Press your face on the wall and take a deep, deep, breath!
Next to the scent of fried garlic and raspberry jam,
rows of red mud bricks forming a wall in my lungs.
There was a window next to her weaving loom.
Her bed was hidden behind the loom.
Her tender figure walked religiously around the tiny apartment,
telling stories of a house woven out of her tireless fingers;
A three-story house my grandfather built and her woven carpets paid for, brick by brick.

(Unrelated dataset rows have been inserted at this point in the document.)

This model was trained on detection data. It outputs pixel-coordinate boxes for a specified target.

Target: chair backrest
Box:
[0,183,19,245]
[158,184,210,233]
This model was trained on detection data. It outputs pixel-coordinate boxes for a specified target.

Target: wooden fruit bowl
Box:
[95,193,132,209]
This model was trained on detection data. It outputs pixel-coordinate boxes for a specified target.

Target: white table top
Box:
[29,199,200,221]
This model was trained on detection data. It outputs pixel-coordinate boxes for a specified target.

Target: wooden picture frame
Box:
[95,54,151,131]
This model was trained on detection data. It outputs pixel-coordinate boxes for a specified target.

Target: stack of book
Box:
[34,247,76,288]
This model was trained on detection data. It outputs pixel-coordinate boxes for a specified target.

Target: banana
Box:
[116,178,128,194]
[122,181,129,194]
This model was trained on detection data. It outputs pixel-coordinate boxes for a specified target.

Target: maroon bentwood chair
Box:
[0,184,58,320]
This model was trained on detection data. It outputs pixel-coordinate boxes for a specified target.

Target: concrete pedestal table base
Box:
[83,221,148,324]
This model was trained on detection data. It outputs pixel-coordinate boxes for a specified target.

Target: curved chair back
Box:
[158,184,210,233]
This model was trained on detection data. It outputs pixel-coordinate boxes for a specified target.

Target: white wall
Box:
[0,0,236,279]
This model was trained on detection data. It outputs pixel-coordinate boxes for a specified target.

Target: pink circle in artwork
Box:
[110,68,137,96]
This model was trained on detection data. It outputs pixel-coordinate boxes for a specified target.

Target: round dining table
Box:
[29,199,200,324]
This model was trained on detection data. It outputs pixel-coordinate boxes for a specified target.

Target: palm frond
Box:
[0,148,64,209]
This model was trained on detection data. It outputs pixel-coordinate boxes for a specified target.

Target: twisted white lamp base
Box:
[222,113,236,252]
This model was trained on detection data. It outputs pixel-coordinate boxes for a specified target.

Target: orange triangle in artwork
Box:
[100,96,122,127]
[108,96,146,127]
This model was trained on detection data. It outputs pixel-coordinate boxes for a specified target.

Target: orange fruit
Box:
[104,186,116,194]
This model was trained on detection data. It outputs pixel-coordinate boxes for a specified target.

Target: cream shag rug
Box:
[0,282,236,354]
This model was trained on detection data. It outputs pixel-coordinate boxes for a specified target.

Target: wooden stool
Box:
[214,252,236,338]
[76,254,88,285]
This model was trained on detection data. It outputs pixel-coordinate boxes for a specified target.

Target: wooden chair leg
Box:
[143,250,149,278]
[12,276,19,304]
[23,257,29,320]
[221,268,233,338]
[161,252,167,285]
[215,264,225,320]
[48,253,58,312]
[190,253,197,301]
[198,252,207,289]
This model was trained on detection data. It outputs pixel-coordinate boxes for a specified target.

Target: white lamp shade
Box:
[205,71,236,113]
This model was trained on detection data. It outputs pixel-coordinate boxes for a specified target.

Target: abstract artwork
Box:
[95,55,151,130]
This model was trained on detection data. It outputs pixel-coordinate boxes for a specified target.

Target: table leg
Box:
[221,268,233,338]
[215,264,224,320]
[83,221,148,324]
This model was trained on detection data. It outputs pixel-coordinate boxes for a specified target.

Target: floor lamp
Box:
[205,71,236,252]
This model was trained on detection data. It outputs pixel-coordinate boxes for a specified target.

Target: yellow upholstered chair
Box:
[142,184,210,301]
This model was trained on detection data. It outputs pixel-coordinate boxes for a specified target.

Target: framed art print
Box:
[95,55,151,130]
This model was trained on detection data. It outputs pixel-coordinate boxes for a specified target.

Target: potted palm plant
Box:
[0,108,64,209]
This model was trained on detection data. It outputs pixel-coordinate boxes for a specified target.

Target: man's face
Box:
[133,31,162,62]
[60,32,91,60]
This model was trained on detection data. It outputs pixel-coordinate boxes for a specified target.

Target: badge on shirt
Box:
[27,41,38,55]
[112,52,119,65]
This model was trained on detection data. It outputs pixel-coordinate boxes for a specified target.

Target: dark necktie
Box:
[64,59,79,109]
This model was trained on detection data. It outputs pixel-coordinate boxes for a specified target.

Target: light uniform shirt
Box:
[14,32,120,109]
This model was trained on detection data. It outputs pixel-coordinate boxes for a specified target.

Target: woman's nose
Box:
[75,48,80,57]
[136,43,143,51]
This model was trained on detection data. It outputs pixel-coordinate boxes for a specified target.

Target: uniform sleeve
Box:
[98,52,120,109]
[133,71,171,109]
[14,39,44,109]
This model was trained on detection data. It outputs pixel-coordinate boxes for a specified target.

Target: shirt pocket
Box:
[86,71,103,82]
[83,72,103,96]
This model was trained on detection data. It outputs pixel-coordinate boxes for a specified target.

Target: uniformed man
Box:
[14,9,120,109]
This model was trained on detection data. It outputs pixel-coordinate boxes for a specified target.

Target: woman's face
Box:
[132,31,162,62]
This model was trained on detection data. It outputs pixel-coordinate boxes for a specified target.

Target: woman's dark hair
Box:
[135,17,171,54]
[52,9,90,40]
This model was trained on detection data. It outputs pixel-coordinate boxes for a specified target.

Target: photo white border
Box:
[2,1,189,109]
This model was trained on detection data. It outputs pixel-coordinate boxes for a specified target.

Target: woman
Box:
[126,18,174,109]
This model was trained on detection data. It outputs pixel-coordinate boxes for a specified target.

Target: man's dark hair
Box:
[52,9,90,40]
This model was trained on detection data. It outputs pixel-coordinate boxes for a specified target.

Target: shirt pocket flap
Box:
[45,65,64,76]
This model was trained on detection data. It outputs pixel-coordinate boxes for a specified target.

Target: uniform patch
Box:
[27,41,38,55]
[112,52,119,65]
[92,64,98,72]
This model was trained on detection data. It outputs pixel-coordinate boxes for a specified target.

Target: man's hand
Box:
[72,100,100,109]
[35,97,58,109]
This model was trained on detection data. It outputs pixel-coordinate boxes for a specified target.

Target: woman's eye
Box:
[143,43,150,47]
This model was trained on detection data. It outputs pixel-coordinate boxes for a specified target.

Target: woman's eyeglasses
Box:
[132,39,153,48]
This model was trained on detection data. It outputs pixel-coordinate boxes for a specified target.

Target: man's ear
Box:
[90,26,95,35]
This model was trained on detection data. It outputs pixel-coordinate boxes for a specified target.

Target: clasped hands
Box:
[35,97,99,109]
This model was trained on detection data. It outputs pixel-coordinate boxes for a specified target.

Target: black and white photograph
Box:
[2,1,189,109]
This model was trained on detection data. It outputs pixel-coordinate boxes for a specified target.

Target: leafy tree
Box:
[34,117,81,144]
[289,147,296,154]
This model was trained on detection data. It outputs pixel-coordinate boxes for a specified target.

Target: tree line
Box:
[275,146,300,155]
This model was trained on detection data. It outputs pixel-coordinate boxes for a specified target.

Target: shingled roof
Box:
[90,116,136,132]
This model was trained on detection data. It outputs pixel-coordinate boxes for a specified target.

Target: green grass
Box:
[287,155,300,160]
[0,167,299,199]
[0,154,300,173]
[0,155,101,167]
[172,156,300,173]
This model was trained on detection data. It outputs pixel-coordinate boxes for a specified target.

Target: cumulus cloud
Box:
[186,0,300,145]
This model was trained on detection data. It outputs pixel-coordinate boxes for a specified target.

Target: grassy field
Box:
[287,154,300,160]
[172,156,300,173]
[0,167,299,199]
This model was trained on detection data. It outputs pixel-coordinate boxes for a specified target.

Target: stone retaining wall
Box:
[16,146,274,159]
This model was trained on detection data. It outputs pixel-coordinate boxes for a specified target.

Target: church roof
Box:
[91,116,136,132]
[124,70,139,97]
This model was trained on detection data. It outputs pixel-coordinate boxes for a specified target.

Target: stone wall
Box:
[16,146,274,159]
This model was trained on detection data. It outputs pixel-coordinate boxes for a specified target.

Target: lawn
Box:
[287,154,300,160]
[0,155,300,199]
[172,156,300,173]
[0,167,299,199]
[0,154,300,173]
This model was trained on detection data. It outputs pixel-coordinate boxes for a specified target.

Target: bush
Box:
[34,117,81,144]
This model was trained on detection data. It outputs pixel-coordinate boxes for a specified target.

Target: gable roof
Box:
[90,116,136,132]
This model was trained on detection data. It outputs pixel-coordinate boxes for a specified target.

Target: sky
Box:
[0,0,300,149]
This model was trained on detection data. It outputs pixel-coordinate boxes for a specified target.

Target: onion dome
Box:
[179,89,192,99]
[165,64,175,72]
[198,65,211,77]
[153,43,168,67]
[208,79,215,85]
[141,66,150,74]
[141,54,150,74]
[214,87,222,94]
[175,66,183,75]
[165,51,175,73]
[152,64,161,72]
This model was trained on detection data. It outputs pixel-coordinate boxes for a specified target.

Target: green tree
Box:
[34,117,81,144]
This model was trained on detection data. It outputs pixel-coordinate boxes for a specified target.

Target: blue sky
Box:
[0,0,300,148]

I remember that house with its red mud brick walls, two Iwans, six rooms, and a tiled blue pool that chilled our watermelons in the summers of Tehran.
I remember that garden.
On Fridays, my uncle with the garden hose sketched our silhouettes on the brick wall; our boney silhouettes evaporating, leaving an earthy trace in our lungs.
She walked around her tiny apartment telling stories of witty princesses, fairies and genies, lions and mice, and in between the charm of her stories and our afternoon tea, she tied the knots of her memories into her latest carpet.
I did not see her last walk around her tiny apartment;
I was not there when her last carpet was cut off the loom;
I did not hear her last story.
In my lungs, a wall is being made of red mud bricks,
She is still walking
Walls are always mightier than windows,
Walls surround; windows release.
There, between the scent of a wet mud brick wall and the magic of her stories, is a window with tulips on its frame.
Her weaving loom is resting in the light.
*In the memory of my grandmother, our Aziz. Happy International Women’s Day! Happy March 8th!